Pour rappel, les soirées They're Gonna Be Big, comme le nom et la langue utilisée l'indiquent, ce sont des soirées pendant lesquelles le Supersonic programme en général quatre à cinq groupes, très souvent étrangers, pour ne pas dire quasi-exclusivement britishs, censés représenter l'avenir de la profession et du rock comme on l'aime. Le concept soufflant à peine sa première bougie, on ne se permettra pas ici de juger de la pertinence de la promesse, mais le fait est que même si Opus Kink, Hallan, ou KEG ne sont pas encore devenus des superstars internationales, ils n'en restent pas moins parmi les groupes les plus intéressants de la scène rock anglaise actuelle.


Mais revenons-en, malandrin digressif que je suis, à Teleforme, ouvreurs de bal d'une soirée bien chargée en occasions de guincher sévère. Une petite bande d'anglais bien jeunes, visiblement biberonnés à The Cure et Joy Division, qui nous surprend quelque peu en démarrant tambour battant un set que l'on attendait plus dépressif. Les pieds s'agitent sur la petite scène du Supersonic Records, le chanteur et son improbable look de membre de The Lemon Twigs se prennent les pieds dans les pédales du bassiste. L'énergie est présente mais la scène trop étriquée ne permettra pas de se faire une idée du potentiel scénique du quatuor post-punk. Les chansons sont dans l'ensemble plutôt correctes, la batterie tabasse avec force roulements de toms bienvenus, et les jeunes ont l'air de se démener pour faire vivre leur affaire. Et pourtant, quelque chose n'y fait pas vraiment. Un je ne sais quoi qui manque, trouvant son explication lorsque The Priest nous prend dans son élan (non ce n'est pas sale), entre hurlements et inventivité inattendue, juste avant les breaks ravageurs, lourds, et métal de For A Man. Teleforme, ce sont des jeunes encore bien jeunes, toujours en apprentissage, postichant tout en tristesse dépressive Joy Division et Fontaines D.C., mais qui viennent de nous prouver qu'ils avaient d'autres cartes en réserve, du genre que l'on a hâte de retrouver en studio. “Didn't expect so many of you”. Et bien nous non plus, cher chanteur au pantalon gris à carreaux, alors qu'il est maintenant temps de se frayer un chemin dans la foule et rejoindre le Supersonic Club pour ce que l'on attendait comme la bonne surprise de la soirée.

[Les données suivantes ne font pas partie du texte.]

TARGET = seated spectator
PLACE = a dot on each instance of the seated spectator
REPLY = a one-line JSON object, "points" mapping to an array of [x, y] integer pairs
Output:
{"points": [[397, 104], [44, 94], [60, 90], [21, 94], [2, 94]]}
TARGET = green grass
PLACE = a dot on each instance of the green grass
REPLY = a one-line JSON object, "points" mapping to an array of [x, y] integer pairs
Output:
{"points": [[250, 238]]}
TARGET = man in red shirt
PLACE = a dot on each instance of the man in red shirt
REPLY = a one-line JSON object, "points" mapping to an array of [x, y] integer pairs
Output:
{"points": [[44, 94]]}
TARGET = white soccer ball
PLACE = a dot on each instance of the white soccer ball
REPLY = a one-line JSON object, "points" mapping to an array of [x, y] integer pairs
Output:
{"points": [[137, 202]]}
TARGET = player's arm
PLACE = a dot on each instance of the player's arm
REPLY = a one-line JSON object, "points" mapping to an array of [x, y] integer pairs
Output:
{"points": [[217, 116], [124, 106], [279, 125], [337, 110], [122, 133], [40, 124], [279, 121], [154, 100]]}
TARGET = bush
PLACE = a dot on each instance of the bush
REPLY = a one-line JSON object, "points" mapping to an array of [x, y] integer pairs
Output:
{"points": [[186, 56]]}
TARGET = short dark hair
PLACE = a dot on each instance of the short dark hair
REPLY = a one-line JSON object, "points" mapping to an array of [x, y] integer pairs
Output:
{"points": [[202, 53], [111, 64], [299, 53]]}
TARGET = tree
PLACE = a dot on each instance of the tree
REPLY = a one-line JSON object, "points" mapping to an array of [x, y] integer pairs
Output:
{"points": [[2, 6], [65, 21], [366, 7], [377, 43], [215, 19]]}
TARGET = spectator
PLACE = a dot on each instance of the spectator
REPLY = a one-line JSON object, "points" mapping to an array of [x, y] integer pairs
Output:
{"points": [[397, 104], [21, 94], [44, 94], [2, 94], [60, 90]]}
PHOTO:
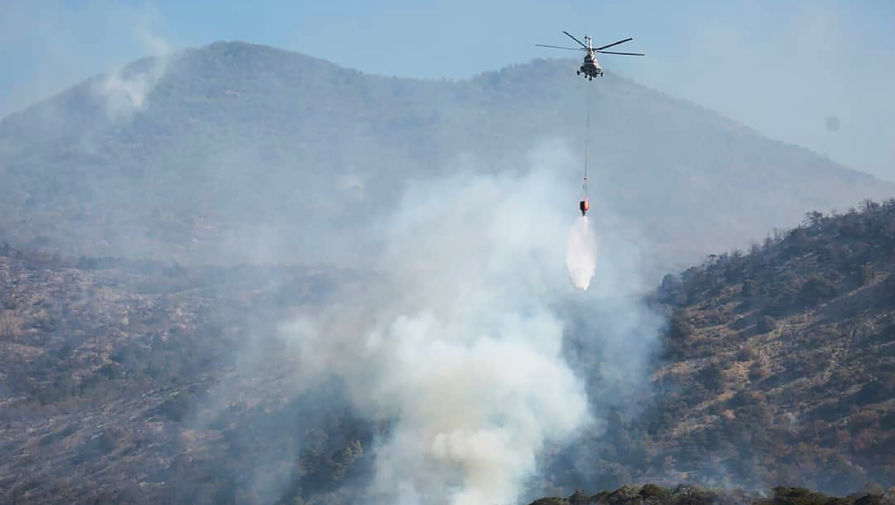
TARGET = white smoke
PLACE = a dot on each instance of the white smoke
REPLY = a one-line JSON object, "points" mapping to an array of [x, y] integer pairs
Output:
{"points": [[581, 253], [126, 90], [456, 344]]}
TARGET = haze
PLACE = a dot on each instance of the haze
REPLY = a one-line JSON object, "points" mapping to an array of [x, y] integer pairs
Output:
{"points": [[812, 73]]}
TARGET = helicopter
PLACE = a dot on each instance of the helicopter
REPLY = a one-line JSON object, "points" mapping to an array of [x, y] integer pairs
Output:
{"points": [[591, 67]]}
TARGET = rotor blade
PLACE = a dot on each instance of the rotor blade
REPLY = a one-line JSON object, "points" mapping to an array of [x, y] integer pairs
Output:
{"points": [[557, 47], [626, 54], [614, 44], [573, 38]]}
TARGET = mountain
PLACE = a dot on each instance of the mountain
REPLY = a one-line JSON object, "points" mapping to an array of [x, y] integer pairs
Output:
{"points": [[238, 152], [778, 366], [142, 382]]}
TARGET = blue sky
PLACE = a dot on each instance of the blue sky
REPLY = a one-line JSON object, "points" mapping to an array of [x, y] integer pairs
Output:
{"points": [[791, 69]]}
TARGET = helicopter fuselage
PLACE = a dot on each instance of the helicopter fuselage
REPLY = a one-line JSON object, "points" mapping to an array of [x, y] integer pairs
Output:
{"points": [[590, 68]]}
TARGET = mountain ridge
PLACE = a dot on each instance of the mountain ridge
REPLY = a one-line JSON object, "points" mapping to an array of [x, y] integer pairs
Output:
{"points": [[219, 133]]}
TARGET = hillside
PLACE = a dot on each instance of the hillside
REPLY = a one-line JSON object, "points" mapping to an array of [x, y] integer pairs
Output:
{"points": [[781, 362], [237, 152], [140, 382], [152, 381]]}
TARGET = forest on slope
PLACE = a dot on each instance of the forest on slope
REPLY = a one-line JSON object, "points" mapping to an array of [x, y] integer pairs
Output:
{"points": [[777, 368]]}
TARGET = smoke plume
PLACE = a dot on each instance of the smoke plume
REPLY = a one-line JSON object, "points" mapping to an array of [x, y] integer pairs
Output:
{"points": [[456, 346], [581, 254]]}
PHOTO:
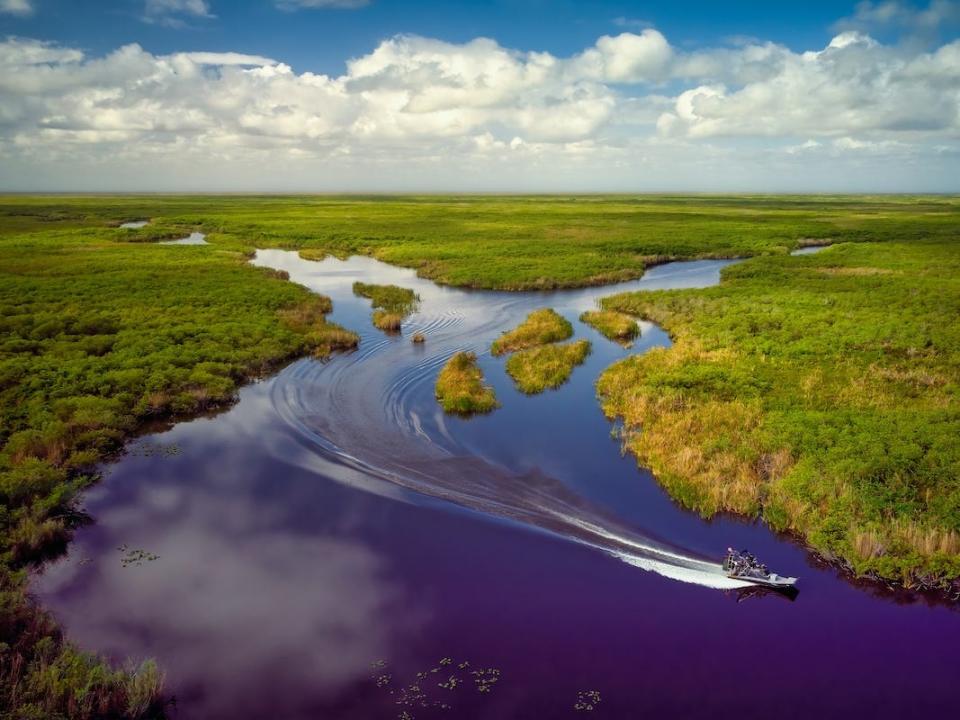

Happy2000, puisque c'est d'eux dont il s'agit, groupe Southampton-ien au nom d'antidépresseur venu compléter la liste des pépites de la soirée, rentre en scène sans chanteur, et introduit le concert par quelques minutes de boucles électroniques et de grosses guitares bien senties. On se dit que ça va envoyer, et ce n'est pas ce courtier en assurances barbu et cocaïné tout juste monté sur scène qui va nous contredire. Le chanteur d'Happy2000, à peine débarqué de la City avec son costume cravate et sa bière en 44cl achetée dans l'Eurostar, lance Bitterness en tapant dans les mains, agitant la tête frénétiquement, comme possédé par trop d'énergie pour un pas si petit corps, nous agrippant instantanément les tripes et les yeux, pour ne plus les lâcher jusqu'à la note finale. Les morceaux s'enchaînent, du rock anglais de ces dernières années, Yard Act en plus énervé, Opus Kink en moins Victorien, Hallan en plus électro, pendant que la proue du navire se dandine sur scène, imite un T-Rex qui tape dans ses mains, arrache involontairement son micro lors de Funny Little Walk, et s'effeuille progressivement de sa tenue de trader jusqu'à finir torse nu et suant, ambiance match de Premier League au Saint Mary's Stadium. Bien au courant de comment fonctionne une foule, le Club étant toujours aussi blindé, ce dernier descend nous rejoindre, danse avec nous, provoque un peu, provoque encore, et c'est parti pour le premier pogo de la soirée, avec notre invité de marque bien au centre. En profitant pour prendre un selfie devant le bordel qu'il vient d'initier, le groupe ne va pas redescendre, et les dernières chansons vont s'enchaîner dans le même joyeux bazar jusqu'à Behind Close Doors, final somptueux, longuement délayé à travers moults variations psychédéliques éléphantesques, posant Happy2000 comme l'une des plus grosses attentes en termes d'album ou EP de l'année à venir.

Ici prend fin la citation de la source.